The freedom to work matters—and it mattered to Dr. King and his allies. Many forget that the 1963 March on Washington where MLK told the world of his dream was officially titled, “The March on Washington for Jobs and Freedom.”
Too often, a criminal record amplifies the scourge of discrimination, destroying any chance for rehabilitation and employment after an individual's debt to society is paid.
Dr. King spoke of freedom rooted in the Constitution that applied to all citizens. That includes the spirit of the Eighth Amendment, prompting us to be smart on crime and fair in our punishments.
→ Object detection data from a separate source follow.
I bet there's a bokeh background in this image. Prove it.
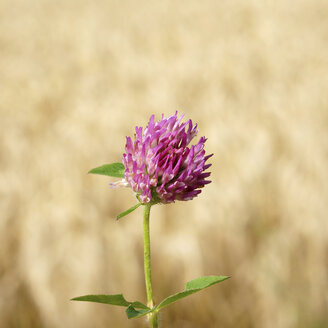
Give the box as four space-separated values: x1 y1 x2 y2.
0 0 328 328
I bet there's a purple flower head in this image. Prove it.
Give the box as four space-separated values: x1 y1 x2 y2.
122 112 213 203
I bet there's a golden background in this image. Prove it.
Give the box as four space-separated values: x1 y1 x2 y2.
0 0 328 328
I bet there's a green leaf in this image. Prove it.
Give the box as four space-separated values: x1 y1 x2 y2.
156 276 230 311
125 305 153 319
116 203 141 220
88 163 125 178
71 294 149 310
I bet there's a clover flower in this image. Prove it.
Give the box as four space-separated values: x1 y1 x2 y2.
76 112 230 328
119 112 213 203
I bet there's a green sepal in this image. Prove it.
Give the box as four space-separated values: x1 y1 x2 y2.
125 304 154 319
88 163 125 178
155 276 230 311
71 294 150 310
116 203 142 220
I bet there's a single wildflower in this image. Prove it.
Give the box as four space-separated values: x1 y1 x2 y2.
121 112 213 204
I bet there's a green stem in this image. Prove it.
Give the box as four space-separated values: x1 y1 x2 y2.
143 205 158 328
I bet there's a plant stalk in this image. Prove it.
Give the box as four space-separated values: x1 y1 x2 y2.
143 205 158 328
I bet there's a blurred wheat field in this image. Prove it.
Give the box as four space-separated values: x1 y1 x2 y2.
0 0 328 328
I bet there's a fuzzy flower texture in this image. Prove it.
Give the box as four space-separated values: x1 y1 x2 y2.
122 112 213 204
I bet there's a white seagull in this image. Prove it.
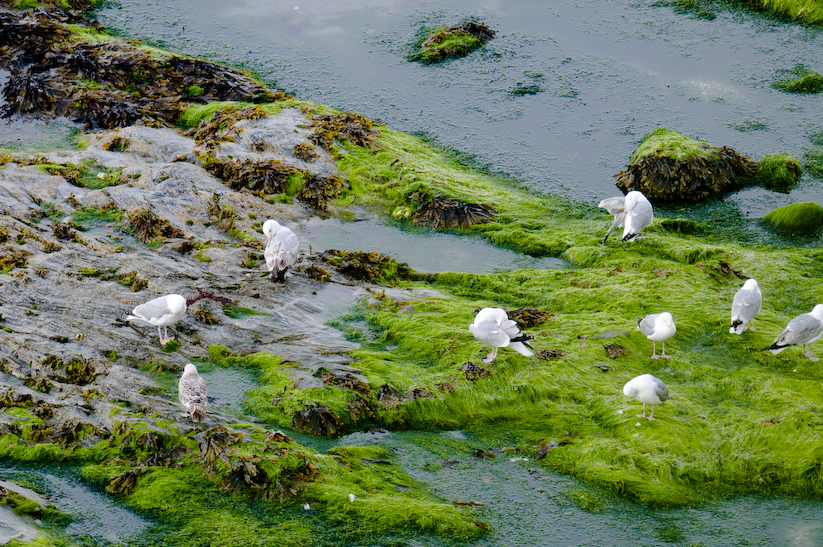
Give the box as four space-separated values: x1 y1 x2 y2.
177 363 208 422
263 220 300 283
729 279 763 334
637 312 677 359
126 294 186 345
623 374 669 421
469 308 534 365
597 190 654 244
763 304 823 361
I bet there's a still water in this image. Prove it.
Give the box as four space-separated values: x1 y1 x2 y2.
99 0 823 218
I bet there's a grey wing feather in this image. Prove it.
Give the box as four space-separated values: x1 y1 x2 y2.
631 201 654 234
597 197 626 215
775 313 823 346
637 313 660 336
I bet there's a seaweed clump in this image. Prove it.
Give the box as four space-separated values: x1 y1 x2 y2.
757 152 803 194
126 207 185 243
772 64 823 93
304 111 379 151
318 249 416 281
763 202 823 236
615 127 759 203
290 403 343 436
412 192 497 229
0 11 288 129
408 20 495 64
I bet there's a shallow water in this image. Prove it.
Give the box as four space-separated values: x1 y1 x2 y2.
297 217 569 273
99 0 823 218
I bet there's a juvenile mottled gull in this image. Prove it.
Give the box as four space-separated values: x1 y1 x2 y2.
469 308 534 364
623 374 669 420
177 363 208 422
597 190 654 243
763 304 823 361
263 220 300 283
637 312 677 359
126 294 186 345
729 279 763 334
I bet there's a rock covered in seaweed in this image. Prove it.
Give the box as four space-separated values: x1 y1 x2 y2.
409 20 495 63
615 127 759 203
763 202 823 236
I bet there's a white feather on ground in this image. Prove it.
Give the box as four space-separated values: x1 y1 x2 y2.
177 363 208 422
763 304 823 361
469 308 534 364
729 279 763 334
263 219 300 283
126 294 186 345
623 374 669 420
637 312 677 359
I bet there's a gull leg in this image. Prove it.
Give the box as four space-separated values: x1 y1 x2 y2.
637 403 654 418
483 348 497 365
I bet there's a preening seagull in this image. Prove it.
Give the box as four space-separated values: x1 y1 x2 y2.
263 219 300 283
637 311 677 359
126 294 186 345
177 363 208 422
597 190 654 243
469 308 534 365
623 374 669 421
763 304 823 361
729 279 763 334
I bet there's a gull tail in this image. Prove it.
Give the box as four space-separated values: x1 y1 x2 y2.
760 342 787 355
191 406 206 422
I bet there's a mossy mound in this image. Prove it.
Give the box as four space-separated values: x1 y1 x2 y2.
615 127 758 203
757 152 803 194
763 202 823 236
409 21 495 63
0 8 287 129
772 64 823 93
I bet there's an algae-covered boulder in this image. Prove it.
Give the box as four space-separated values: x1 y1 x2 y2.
757 152 803 194
409 20 495 63
615 127 758 203
772 64 823 93
763 202 823 235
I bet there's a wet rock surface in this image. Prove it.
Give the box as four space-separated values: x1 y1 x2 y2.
0 116 408 446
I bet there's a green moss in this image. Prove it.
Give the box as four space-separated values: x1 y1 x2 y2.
757 152 803 194
772 64 823 93
763 202 823 235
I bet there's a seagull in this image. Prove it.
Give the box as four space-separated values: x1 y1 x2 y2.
637 312 677 359
597 190 654 244
469 308 534 365
126 294 186 346
177 363 208 422
263 219 299 283
729 279 763 334
623 374 669 421
763 304 823 361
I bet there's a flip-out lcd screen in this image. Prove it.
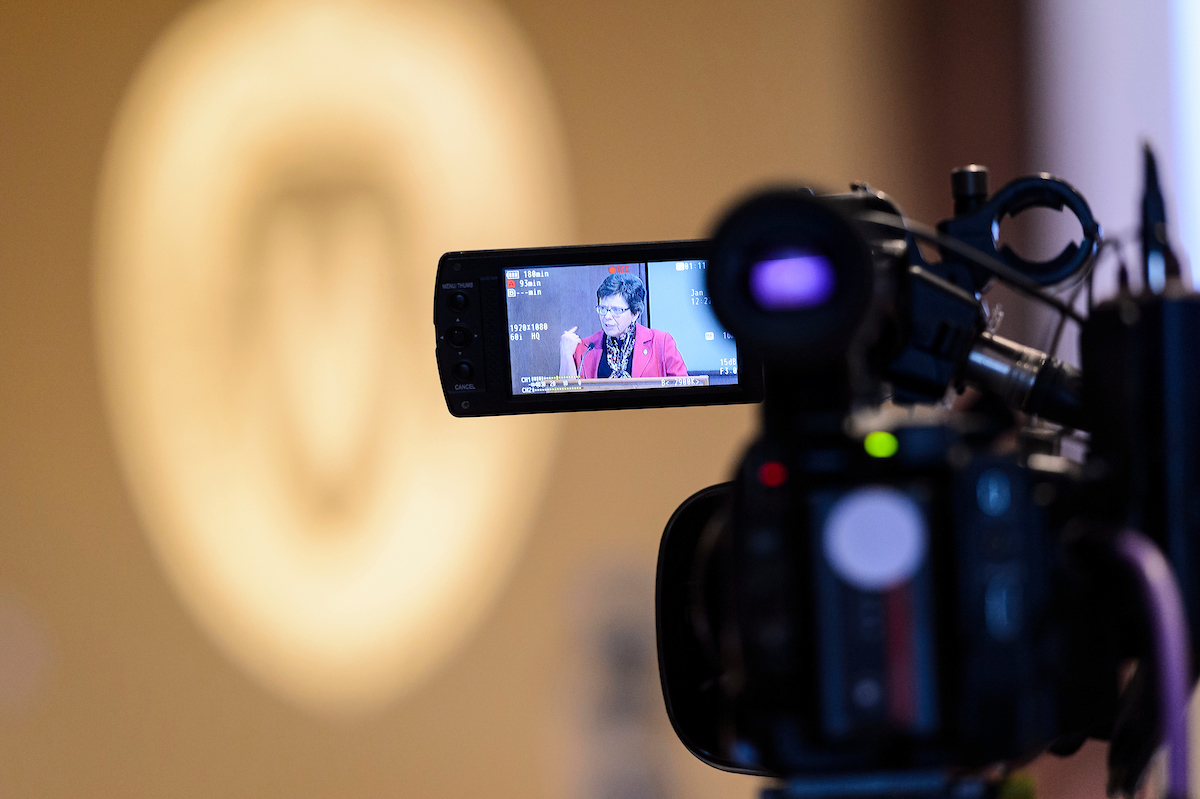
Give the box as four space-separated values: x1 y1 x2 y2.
503 260 738 396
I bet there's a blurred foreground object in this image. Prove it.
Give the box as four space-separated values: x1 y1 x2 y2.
96 0 570 714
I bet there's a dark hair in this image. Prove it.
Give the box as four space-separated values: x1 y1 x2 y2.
596 272 646 319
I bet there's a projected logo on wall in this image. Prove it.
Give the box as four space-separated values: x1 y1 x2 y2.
96 0 569 713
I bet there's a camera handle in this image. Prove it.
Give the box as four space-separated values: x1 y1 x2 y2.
937 170 1100 292
760 771 1008 799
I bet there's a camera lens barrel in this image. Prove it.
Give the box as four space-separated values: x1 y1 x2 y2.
708 190 874 365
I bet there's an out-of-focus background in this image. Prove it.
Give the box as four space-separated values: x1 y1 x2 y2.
0 0 1200 799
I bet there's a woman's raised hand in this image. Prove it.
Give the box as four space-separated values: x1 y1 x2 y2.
558 325 582 360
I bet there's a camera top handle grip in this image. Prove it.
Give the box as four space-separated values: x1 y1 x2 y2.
937 173 1100 290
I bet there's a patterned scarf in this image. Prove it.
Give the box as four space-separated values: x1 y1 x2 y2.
604 324 637 378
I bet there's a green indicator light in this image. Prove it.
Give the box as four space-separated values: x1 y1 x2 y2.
863 429 900 458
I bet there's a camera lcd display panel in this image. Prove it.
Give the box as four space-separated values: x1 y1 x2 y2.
504 259 738 396
433 241 763 416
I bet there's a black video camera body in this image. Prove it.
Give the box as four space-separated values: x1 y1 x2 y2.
444 152 1200 799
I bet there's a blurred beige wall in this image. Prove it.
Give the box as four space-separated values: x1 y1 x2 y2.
0 0 1024 799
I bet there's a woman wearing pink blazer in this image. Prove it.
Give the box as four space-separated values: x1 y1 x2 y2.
558 272 688 378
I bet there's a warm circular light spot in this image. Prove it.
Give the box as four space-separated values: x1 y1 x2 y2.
96 0 569 713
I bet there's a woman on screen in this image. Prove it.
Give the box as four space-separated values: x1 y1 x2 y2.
558 272 688 378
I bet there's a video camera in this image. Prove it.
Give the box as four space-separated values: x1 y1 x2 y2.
434 149 1200 799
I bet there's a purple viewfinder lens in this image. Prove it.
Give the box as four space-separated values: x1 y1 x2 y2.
750 247 834 311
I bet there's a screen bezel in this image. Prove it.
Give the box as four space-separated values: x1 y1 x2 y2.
438 240 763 416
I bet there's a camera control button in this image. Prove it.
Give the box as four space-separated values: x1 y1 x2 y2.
446 325 475 349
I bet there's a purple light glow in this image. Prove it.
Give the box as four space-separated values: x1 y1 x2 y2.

Yet, our failure to promote equality in the criminal justice system has devalued the promissory note MLK spoke of in 1963. African-Americans face disparities in arrests and incarceration rates, and the poor struggle with the inability of making bail, resulting in lengthened pre-trial detention stays.
Criminal justice reform in Pennsylvania, including the Justice Reinvestment Initiative (JRI) of 2012 and the proposed JRI2, can take a smarter and fairer approach to public safety while optimizing rehabilitation and anti-recidivism measures. Too often, a criminal record amplifies the scourge of discrimination, destroying any chance for rehabilitation and employment after an individual's debt to society is paid.
Thankfully, our prison population has decreased for five straight years due to JRI reforms, while crime rates have declined. Keeping more families intact by improving sentencing and updating our antiquated probation and parole practices will open opportunity for more Pennsylvanians. This helps create the level playing field that King extolled in 1963—a constitutionally-prescribed equality that allows one to overcome challenges.
These days, it is wise for us to maintain our focus on the right King and to avoid the antiquated narrow-mindedness of another. By implementing education equality through school choice, promoting self-sufficiency through work, and creating a fairer, rehabilitative criminal justice system, we pay forward the promise of the American Dream in a manner consistent with the spirit of Dr. King.